Zum anderen werden mit zunehmendem Alter verschiedene Medikamente, z.B. gegen erhöhten Blutdruck oder auch Psychopharmaka genommen. Diese haben manchmal eine Verschlechterung der Blasenfunktion zur Folge.
Drittens ist der Aufbau der Schleimhaut der Harnröhre und eines Teils der Blase abhängig von dem weiblichen Hormon Östrogen.


Östrogen sorgt dafür, dass

  • die Durchblutung ausreicht
  • die Gewebespannung aufrecht erhalten wird
  • die Kollagenbildung angeregt wird
  • genügend Wasser in die Zellen eingelagert wird
  • die Zellteilungsrate steigt.

Wenn in den Wechseljahren allmählich die Östrogenproduktion abnimmt und schließlich ganz aufhört, fallen all diese positiven Wirkungen auf die Schleimhäute weg. Es kommt zu Rückbildungserscheinungen mit Reizungen, häufigen Harnwegsinfektionen und Harndrang. Östrogenmangel ist daher ein wesentlicher Faktor für das Auftreten einer Harninkontinenz in den Wechseljahren.


Welche Behandlungsmöglichkeiten gibt es?

Bei einer Dranginkontinenz müssen alle eventuellen körperlichen Ursachen, wie z.B. Harnwegsinfekte, herausgefunden und behandelt werden. Danach kann der überaktive Blasenmuskel durch bestimmte Medikamente ruhig gestellt werden. Ein zusätzliches Blasentraining mit dem Ziel, die Abstände zwischen den Toilettengängen zu verlängern, kann hilfreich sein

Bei einer Belastungsinkontinenz mit Beginn in den Wechseljahren ist  der Ausgleich des Östrogenmangels in der Scheide wichtig.
Zusätzlich muss die Frau selbst aktiv werden und gezielt die Muskulatur des Beckenbodens trainieren und damit den Blasenschließmuskel unterstützen. Hilfreich ist dabei oft die moderne Methode mit Biofeedback.

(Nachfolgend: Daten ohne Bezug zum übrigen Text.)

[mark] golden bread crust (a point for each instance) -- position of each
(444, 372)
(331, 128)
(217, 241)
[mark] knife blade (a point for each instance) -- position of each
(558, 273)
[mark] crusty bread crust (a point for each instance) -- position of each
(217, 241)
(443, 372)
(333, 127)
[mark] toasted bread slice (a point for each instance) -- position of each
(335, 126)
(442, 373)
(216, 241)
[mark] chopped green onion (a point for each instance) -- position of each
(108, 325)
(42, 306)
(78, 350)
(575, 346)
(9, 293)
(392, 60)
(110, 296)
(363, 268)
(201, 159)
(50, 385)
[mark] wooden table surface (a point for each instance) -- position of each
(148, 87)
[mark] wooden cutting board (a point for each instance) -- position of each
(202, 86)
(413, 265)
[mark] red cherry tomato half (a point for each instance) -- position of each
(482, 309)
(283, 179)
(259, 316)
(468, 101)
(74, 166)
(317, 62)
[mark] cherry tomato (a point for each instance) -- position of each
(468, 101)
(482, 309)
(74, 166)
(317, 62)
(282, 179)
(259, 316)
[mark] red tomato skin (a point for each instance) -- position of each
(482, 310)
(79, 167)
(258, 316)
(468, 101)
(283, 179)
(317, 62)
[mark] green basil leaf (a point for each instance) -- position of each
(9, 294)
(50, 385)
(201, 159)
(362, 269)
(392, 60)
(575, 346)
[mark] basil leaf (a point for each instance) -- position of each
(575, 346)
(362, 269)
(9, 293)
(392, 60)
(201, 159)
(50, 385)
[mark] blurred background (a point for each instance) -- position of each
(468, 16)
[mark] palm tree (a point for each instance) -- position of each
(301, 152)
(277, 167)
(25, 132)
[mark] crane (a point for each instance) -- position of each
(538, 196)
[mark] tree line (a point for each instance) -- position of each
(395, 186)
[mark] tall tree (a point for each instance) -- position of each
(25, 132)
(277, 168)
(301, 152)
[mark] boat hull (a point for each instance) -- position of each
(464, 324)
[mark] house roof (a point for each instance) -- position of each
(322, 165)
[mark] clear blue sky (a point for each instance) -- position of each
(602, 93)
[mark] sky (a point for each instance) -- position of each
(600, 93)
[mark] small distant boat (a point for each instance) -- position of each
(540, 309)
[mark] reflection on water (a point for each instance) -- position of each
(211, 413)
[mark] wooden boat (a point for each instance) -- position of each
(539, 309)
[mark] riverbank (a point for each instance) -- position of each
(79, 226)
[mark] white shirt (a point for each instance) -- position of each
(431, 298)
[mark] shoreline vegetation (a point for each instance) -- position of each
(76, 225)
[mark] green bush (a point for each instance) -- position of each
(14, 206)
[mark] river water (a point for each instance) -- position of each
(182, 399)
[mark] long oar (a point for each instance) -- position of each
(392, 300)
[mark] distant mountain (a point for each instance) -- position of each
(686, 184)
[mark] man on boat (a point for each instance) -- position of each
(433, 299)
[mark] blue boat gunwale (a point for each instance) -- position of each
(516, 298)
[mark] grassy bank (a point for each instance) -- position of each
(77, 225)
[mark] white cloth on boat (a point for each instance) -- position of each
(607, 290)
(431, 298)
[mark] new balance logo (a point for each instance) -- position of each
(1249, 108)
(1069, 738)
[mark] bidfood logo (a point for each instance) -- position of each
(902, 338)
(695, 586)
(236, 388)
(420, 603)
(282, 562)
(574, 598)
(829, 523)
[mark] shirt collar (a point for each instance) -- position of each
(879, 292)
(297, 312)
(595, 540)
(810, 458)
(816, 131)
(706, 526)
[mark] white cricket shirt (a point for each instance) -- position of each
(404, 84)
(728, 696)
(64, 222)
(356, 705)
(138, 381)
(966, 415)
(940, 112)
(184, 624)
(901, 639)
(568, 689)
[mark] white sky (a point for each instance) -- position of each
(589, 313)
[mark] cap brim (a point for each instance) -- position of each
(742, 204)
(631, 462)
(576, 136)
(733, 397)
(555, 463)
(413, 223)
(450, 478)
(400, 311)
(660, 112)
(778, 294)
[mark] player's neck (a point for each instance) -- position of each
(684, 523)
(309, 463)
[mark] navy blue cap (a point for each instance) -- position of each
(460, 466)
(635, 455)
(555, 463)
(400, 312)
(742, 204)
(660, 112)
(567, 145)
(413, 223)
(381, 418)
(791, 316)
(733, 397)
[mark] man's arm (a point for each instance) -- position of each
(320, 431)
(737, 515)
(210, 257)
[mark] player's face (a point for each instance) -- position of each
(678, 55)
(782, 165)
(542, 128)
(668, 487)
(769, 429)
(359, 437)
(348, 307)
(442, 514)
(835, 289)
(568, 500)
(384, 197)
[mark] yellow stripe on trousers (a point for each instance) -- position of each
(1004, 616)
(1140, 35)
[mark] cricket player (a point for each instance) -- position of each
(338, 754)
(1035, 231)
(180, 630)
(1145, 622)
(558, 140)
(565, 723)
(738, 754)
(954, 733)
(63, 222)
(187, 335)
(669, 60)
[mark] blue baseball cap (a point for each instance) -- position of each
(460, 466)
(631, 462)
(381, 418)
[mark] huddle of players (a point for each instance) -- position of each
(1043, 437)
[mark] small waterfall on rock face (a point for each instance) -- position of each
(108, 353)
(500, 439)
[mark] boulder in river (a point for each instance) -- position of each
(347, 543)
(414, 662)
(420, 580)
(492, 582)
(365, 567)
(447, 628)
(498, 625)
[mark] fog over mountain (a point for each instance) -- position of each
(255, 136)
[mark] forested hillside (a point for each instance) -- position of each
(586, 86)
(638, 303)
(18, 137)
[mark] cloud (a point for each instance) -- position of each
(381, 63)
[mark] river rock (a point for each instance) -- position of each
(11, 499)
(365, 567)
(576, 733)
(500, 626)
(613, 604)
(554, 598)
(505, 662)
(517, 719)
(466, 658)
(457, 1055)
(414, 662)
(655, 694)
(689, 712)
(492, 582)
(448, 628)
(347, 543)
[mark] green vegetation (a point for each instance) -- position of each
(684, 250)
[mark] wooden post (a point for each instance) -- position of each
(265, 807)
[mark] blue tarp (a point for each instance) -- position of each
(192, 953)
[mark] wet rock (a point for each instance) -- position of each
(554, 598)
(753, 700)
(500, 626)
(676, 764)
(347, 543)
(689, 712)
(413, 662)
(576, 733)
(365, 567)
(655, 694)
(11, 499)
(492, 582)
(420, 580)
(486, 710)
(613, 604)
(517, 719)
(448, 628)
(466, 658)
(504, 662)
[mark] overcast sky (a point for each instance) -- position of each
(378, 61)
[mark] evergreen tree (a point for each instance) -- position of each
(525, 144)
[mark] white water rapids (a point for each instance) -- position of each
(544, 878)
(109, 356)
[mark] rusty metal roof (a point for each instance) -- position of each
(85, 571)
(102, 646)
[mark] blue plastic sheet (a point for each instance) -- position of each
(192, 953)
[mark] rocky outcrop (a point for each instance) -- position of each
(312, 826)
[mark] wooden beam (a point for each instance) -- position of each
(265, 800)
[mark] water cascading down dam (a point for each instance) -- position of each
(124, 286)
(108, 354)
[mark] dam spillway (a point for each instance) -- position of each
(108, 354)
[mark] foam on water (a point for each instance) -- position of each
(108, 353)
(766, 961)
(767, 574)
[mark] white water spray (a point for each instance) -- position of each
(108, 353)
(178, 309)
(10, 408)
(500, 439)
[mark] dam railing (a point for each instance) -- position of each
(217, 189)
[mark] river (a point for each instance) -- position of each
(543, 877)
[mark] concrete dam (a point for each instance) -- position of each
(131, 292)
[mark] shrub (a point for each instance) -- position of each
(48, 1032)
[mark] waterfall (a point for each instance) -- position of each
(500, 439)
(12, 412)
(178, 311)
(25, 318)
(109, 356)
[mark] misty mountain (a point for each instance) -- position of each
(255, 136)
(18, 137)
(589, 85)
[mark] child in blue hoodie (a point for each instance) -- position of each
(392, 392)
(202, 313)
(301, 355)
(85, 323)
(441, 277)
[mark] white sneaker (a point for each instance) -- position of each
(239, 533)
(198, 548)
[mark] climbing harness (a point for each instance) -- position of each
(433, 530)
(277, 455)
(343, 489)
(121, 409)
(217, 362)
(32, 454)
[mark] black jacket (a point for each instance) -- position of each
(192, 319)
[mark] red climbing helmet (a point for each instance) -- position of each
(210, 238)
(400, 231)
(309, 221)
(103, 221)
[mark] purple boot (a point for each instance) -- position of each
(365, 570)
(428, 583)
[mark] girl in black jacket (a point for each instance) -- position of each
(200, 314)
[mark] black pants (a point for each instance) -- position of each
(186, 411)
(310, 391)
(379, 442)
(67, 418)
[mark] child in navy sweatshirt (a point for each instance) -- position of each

Bei Übergewicht muss dieses reduziert werden, damit die Belastung für den Körper verringert wird.
Diese Maßnahmen bewirken, dass Reizerscheinungen nachlassen und die Funktion des Blasenschließmuskels verbessert wird.  Bis zu 60% der betroffenen Frauen können dadurch eine Verbesserung ihrer Beschwerden erreichen. Zahlreiche Frauen geben unter zusätzlicher Behandlung mit natürlichen Östrogenen eine weitere Beschwerdebesserung an, häufig verschwinden die Probleme ganz.


Welche Probleme kann es im Bereich der Scheide geben?

Die Haut der Scheide ist ebenso östrogenabhängig, wie die Schleimhäute von Harnröhre und Blase. Bei Östrogenmangel, wie er in den Wechseljahren und danach auftritt, bildet sich daher die Haut der Scheide zurück und wird trocken. Mögliche Probleme sind dann:

  • Ausfluss aus der Scheide
  • Entzündung der Scheide
  • Verengung der Scheide
  • Trockenheit, Brennen und Schmerzen in der Scheide beim Geschlechtsverkehr

Wie wirken Östrogene bei Scheidenproblemen?

Genau wie im Bereich von Harnröhre und Blase wird auch die Haut der Scheide wieder besser durchblutet, das Gewebe wird gefestigt und die Hautzellen können ihre normale Funktion wieder ausüben. Dadurch können im allgemeinen die vorhandenen Probleme beseitigt werden.


Welche Östrogene werden verordnet?

Sind Blasen- oder Scheidenprobleme vorherrschend, wird in der Regel ein Östrogen in Form von Scheidenzäpfchen oder Salbe verordnet, welches nur auf die Schleimhäute und nicht auf Gebärmutterschleimhaut und Brustdrüse wirkt.


Was ist das Wichtigste bei Blasen- oder Scheidenbeschwerden?

Der wichtigste Schritt ist in jedem Fall, mit ihrer Frauenärztin / ihrem Frauenarzt über die bestehenden Probleme zu sprechen! Viele Frauen schämen sich oder glauben, diese Beschwerden gehören zum Älterwerden. Richtig ist: nahezu jede zweite Frau ab den Wechseljahren leidet unter Blasen- oder Scheidenproblemen. Und: es gibt sehr wirksame Behandlungsmethoden!